Here's the challenge
Given in CB2.wav
Its same thing again Phonetic Alphabet
But this time be careful in begining part he said :
Codeword : clarinet
And Cipher is : DBDAABEDDDDCDEACADBBDDADDEABBB
And as you can see cipher became only "A B C D E"
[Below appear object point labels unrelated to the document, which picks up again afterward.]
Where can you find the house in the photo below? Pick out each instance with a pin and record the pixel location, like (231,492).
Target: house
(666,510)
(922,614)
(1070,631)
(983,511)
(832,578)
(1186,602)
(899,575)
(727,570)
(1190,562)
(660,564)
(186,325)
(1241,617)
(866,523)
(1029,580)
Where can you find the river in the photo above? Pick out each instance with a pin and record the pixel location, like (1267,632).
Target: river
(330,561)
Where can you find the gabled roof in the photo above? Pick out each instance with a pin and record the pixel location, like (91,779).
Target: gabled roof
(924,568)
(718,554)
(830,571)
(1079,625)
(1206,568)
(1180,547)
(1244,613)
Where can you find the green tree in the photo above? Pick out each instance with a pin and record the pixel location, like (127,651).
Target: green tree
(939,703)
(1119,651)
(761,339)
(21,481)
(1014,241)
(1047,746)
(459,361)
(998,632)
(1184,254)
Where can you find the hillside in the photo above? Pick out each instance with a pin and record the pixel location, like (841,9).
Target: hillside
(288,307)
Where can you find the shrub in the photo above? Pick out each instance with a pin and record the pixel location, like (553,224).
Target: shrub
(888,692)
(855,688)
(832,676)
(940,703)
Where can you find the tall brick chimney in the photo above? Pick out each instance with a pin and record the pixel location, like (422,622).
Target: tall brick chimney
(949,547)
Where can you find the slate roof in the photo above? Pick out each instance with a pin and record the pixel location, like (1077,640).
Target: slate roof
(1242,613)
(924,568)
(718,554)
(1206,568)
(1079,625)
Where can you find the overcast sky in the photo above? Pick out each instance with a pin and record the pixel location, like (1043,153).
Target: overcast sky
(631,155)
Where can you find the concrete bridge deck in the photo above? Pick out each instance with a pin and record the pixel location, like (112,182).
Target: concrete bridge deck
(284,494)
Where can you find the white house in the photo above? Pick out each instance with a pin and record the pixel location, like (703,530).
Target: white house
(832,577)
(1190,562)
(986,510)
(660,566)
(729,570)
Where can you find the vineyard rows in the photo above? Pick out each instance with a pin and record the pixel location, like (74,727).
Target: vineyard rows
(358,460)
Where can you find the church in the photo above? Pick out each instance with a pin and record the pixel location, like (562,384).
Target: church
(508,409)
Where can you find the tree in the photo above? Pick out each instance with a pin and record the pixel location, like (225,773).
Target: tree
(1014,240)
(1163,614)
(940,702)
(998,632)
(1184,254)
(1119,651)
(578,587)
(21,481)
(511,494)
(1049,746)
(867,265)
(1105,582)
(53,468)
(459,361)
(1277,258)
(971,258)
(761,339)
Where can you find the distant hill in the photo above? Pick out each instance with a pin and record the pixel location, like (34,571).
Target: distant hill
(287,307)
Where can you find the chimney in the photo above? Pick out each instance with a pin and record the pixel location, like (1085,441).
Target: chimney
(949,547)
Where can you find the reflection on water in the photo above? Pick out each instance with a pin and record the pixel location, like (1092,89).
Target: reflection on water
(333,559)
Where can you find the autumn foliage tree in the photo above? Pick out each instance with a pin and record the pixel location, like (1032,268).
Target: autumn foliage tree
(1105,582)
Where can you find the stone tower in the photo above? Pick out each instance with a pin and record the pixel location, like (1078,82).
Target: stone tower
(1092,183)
First idea come up Polybius Cipher, I divide and convert number version:
DB DA AB ED DD DC DE AC AD BB DD AD DE AB BB
42 41 12 54 44 43 45 13 14 22 44 14 45 12 22
and new cipher here is.
When you try Decode
Cipher : 42 41 12 54 44 43 45 13 14 22 44 14 45 12 22
Key: clarinet
You can use your code, by hand or quickly try online tool:
https://md5decrypt.net/en/Polybius-square/
flag is : polysquaresrule
Here's the challenge
Given in CB3.wav
Its same thing again Phonetic Alphabet
Begining part he said:
Codeword: prideful
Cipher : XDXGFVVVXXAFVFFVADGDDXAGAAFDFFFF
Idk cipher what this is, but I just a bit google search like a identify cipher unique letters and order alphabetically
ADFGVX cipher
And when u quickly try to decode
https://www.dcode.fr/adfgvx-cipher
Cipher : XDXGFVVVXXAFVFFVADGDDXAGAAFDFFFF
Key : prideful
Flag is g3rm4n3ncrypt10n
Here's the challenge
This challenge made me crazy
They gave hint France0110 has a meaning, it relates to what was used to encode the message.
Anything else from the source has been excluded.